Тогда, на день рождения, мама подарила Дане деревянный домик с настоящими стеклянными окнами и открывающейся дверью, пытаясь утаить это от Динара. Теперь девочка сидит на голом полу своей комнатушки и со слезами на больших глазах вспоминает ярость Динара, и то, как он выбросил домик с криком, что Девятки не заслуживают каких-то подарков, потому что их кровь - чёрная, а значит, грязная. Потом он ругался на маму, но Дана не запоминала слов, только видела, как Адель виновато смотрит на ноги мужа, придерживаясь за живот. Чуть позже девочка подняла остатки домика и спрятала в коробочку, вместе с блокнотом.

Неловко вытерев ручками глаза, Дана достала домик. Два стёкла разбились, а остальные просто треснули. Одна стенка отломилась у основания крыши, а дверь и вовсе отскочила. Но девочка пыталась как-то исправить всё. Она понимала, что от отца помощи - только крики и напоминания о её группе. А маме вообще достанется хуже, если Динар узнает о том, что она починила этот домик или сделала новый.

Дана не боялась отца, она боялась за маму. И пыталась понять, почему всё так, а не иначе? Почему её не любит отец? Она размышляла вслух, спорила сама с собой, пока пыталась собирать поломанный подарок:

- Наверно, папа ругается только на нас с мамой, потому что у меня, как и у неё на ручках по четыре пальца. А если папе не нравится число четыре и чёрный цвет? Значит, папа поэтому и кричал на меня в день рождения. Мои полосочки не стираются с руки. Я пыталась. Ладно. А домик он разбил случайно. Точно случайно. А ругался за чёрный цвет и... - Дана почти запуталась в попытках оправдать тиранию отца. Она пыталась его любить, пыталась объяснить себе его жестокое поведение. Но всё тщетно. Она лишь вспоминала мамины слова: «Подожди немного, скоро тебе всё станет ясно и понятно».

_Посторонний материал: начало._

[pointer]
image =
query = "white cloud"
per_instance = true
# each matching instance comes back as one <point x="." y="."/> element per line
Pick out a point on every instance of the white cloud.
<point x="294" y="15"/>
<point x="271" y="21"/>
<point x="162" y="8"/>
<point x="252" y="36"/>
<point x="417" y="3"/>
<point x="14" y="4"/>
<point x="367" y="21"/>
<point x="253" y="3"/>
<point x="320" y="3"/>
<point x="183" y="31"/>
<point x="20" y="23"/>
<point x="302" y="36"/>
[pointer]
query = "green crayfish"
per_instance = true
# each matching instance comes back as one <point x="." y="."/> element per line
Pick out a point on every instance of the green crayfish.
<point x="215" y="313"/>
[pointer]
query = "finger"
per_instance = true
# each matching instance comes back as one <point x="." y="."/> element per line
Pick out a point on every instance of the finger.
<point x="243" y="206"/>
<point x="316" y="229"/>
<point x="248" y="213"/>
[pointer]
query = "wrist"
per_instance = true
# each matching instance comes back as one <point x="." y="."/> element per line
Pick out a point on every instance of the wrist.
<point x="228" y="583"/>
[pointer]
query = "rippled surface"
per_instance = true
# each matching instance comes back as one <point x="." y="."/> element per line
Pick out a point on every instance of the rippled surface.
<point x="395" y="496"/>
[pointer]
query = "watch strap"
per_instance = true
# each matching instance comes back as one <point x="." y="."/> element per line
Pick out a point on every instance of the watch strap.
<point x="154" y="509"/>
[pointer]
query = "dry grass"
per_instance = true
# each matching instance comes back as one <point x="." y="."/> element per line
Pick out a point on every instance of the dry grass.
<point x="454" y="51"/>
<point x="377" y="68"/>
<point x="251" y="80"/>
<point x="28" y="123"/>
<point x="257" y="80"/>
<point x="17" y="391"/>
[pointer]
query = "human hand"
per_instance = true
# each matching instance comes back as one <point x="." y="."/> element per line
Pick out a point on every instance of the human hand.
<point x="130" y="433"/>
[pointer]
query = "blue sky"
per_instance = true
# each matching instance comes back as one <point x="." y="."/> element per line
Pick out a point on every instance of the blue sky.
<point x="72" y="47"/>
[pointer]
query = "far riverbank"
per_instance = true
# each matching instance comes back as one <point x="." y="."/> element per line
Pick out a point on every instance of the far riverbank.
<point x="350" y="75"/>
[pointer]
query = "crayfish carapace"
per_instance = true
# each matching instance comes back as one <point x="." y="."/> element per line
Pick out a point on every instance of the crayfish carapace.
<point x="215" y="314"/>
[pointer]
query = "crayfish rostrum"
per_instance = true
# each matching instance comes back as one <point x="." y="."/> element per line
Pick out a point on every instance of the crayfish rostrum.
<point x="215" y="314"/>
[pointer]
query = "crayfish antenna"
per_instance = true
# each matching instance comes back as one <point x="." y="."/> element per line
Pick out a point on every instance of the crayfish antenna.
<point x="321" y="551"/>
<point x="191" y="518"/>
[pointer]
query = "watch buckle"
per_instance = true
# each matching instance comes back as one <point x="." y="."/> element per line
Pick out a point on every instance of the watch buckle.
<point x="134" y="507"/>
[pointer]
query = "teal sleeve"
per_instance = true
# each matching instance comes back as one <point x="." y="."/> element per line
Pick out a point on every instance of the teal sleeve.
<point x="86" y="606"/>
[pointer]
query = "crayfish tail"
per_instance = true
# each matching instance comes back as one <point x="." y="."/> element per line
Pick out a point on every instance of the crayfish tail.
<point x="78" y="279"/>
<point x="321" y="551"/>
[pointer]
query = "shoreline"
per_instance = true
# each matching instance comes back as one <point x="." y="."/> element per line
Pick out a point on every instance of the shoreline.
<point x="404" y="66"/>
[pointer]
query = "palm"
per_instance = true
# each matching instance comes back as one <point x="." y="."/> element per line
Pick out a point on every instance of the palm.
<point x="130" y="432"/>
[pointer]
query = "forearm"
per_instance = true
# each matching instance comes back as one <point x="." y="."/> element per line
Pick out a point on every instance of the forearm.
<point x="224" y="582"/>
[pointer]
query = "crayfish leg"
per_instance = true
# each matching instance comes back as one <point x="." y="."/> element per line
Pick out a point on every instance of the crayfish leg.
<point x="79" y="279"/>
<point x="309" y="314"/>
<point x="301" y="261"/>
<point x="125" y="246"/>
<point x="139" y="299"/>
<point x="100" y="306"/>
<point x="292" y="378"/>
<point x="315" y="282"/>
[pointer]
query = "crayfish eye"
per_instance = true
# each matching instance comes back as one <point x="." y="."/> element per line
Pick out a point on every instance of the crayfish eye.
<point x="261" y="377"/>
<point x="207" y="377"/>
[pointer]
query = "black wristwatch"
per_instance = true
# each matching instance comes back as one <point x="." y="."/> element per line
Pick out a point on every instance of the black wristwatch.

- Когда же это «скоро»? Скоро, если ты слышишь меня, приходи, пожалуйста. - Дана отложила деревяшки и заплакала. Так тихо, чтобы по приходу родителей отец её не услышал.

***

Спустя некоторое время малышка взяла себя в свои бледно-голубые ручки и снова хотела приняться за домик, но услышала, как внизу кто-то хлопнул дверью. Тут же собрала все части своего бывшего подарка и со словами: «До завтра, домик, я тебя ещё починю, вот увидишь!» - вздохнула и немедля убрала его в красную коробочку. С тех пор, как Данины родители ушли, прошло часа четыре. «Неужели папа и мама уже вернулись? Быстро прошло время.» - подумала девочка, бесшумно задвигая коробку на своё место - под кроватку. «Думаю, они были в больнице, значит, маме уже должно быть лучше. Очень хочу, чтобы так и было.» - размышляла Дана, осторожно приоткрывая скрипящую дверь, будто боялась кого-то разбудить. Да. Разбудить монстра, который жил в её отце с тех пор, как она родилась. А может, и ещё раньше. За любую глупость - и за эту несчастную скрипучую дверь, и даже за такую мелочь, как чих, кашель и так далее - она получала лекции о том, что недостойна жить тут, что Динар благородно принял её, несмотря на Девятую группу, а «эта несносная чернокровка» смеет ему мешать. Слова ранили малышку, но она была благодарна хоть за то, что папа её не бил. Иногда ей выпадали удары журналом или газетой, но своими белыми руками отец не прикасался к девочке, он будто страшился, что та запачкает его своей чёрной кровью.